The petitioner is a corporation engaged in the business of selling and distributing electricity and is subject to a franchise tax as provided by section 186 of the Tax Law (as amd. by Laws of 1933, chap. 461), and particularly that part which requires it to pay “ three per centum upon the amount of dividends declared or paid in excess of four per centum upon the actual amount of paid-up capital employed in this State.” Prior to May 16, 1933, the capital of this corporation was $49,915.83. There were 2,316 shares of no par value, each representing $21.55 of paid-in capital. Its surplus at that time was $101,051.70. On that date, by resolution of the board of directors, $90,084.17 of the surplus was transferred to the capital account. This transfer has been determined by the Tax Commission to be a dividend for the purpose of fixing the amount of the tax under the above-quoted portion of the law. We are reviewing that determination.
After the transfer, each of the shares of stock represented $60.45 of paid-in capital. “ For the purpose of any rule of law or of any statutory provision relating to the amount of the capital stock of a corporation, the capital of any corporation authorized to issue shares without par value shall be deemed to be the capital stock of such corporation.” (Stock Corp. Law, § 13.) Therefore, by the transfer, the capital stock in the hands of the stockholders of the corporation was increased $90,084.17. Thereafter if the stockholders still desired to have shares of stock that represented only $21.55 each of paid-in capital, they had only to file a certificate and issue 4,180 (plus a fraction) additional shares (Stock Corp. Law, §§ 36, 37, 38) and each of the 6,496 shares would represent $21.55 of paid-in capital.
True this transfer did not increase the wealth of the stockholders for they owned a contingent interest in the surplus of the corporation as well as its capital.
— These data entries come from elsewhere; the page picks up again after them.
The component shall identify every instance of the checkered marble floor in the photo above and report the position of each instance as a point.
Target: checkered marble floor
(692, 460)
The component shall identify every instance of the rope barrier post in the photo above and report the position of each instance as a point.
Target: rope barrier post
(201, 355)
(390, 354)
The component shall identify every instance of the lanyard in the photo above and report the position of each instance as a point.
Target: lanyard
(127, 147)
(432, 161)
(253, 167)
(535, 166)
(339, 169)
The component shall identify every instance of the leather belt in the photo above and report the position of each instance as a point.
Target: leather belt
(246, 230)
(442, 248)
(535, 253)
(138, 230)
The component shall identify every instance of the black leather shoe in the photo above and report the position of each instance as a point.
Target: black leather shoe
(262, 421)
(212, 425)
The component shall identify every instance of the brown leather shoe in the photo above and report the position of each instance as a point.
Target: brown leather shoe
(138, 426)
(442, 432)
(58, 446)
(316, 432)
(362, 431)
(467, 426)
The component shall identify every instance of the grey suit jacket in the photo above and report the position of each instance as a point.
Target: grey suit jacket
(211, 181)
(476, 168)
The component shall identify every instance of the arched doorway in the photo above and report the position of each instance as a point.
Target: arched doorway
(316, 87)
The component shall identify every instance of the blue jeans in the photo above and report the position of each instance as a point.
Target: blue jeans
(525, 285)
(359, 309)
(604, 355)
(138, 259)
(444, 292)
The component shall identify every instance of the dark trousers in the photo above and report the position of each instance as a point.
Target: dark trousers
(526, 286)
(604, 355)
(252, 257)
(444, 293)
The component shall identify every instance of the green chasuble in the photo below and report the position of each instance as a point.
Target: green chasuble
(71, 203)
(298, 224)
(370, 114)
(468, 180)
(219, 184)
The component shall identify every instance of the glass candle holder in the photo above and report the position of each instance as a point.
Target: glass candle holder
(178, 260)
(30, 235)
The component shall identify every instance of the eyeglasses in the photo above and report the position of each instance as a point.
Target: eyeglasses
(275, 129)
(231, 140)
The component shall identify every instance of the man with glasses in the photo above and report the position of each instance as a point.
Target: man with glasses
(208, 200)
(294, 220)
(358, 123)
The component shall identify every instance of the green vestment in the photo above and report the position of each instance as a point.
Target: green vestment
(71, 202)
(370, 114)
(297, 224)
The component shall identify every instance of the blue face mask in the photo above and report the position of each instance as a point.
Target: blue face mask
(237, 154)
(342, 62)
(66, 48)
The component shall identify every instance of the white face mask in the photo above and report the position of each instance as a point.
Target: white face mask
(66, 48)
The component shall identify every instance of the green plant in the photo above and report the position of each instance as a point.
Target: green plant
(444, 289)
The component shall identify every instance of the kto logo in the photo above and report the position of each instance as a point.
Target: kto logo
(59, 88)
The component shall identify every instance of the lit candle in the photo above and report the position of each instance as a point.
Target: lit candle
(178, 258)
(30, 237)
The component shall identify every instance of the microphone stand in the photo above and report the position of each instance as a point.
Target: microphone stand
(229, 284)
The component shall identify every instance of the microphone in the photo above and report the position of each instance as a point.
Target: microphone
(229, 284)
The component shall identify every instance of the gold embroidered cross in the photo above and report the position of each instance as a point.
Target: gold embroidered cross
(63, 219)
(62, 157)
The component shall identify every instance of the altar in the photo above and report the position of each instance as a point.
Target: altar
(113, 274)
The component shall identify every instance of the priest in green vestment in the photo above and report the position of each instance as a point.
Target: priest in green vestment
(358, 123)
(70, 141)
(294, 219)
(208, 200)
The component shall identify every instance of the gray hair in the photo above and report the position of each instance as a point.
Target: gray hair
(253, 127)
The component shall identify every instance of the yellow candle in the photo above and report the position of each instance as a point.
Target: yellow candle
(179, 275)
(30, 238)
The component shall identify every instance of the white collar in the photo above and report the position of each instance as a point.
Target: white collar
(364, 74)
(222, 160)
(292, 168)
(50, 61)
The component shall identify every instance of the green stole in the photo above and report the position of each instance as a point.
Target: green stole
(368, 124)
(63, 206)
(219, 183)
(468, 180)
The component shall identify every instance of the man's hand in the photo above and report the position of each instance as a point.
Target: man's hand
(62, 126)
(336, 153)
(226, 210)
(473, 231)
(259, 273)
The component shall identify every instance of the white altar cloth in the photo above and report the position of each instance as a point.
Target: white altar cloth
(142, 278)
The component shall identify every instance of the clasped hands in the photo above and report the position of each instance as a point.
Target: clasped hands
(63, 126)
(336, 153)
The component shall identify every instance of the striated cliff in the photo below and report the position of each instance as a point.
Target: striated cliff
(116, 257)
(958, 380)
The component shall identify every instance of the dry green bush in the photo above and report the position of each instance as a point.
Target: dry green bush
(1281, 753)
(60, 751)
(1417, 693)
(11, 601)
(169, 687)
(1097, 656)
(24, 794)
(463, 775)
Nevertheless the resolution of the board of directors changed the stockholders’ contingent and *239separately untransferable ownership and interest in the corporate surplus into salable and exchangeable capital stock in the corporation. (Rockefeller v. United States, 257 U. S. 176, 183.) A dividend payable in stock issued against an earned surplus that had been transferred to the capital account is taxable. “ Stock, scrip and bond dividends, so called, have frequently been declared and have been before the court for consideration, and I think the general understanding in commercial affairs and with the courts is that they represent a benefit to the stockholders and a distribution of profits. * * * If such distribution represents surplus earnings it may fairly be treated as a dividend and as the income from the original stock.” (People ex rel. Pullman Co. v. Glynn, 130 App. Div. 332, 333; affd. on opinion below, 198 N. Y. 605.) To the same effect: People ex rel. Wedgewood R. Co. v. Lynch (262 N. Y. 202); People ex rel. Eastern Building Corp. v. Lynch (245 App. Div. 787). This transaction lacks only an increase in the number of shares, which may be effected as earlier mentioned, to correspond completely with a stock dividend. Even though the stockholders were not enriched, the change from a contingent interest in the corporate surplus to a transferable share of the capital was in effect a dividend and taxable. (Eisner v. Macomber, 252 U. S. 189; People ex rel. Fox Film Corp. v. Loughman, 259 N. Y. 30.)
The determination of the State Tax Commission should be confirmed.
Crapser and Bliss, JJ., concur; Rhodes, J., dissents, with an opinion, in which Heffernan, J., concurs.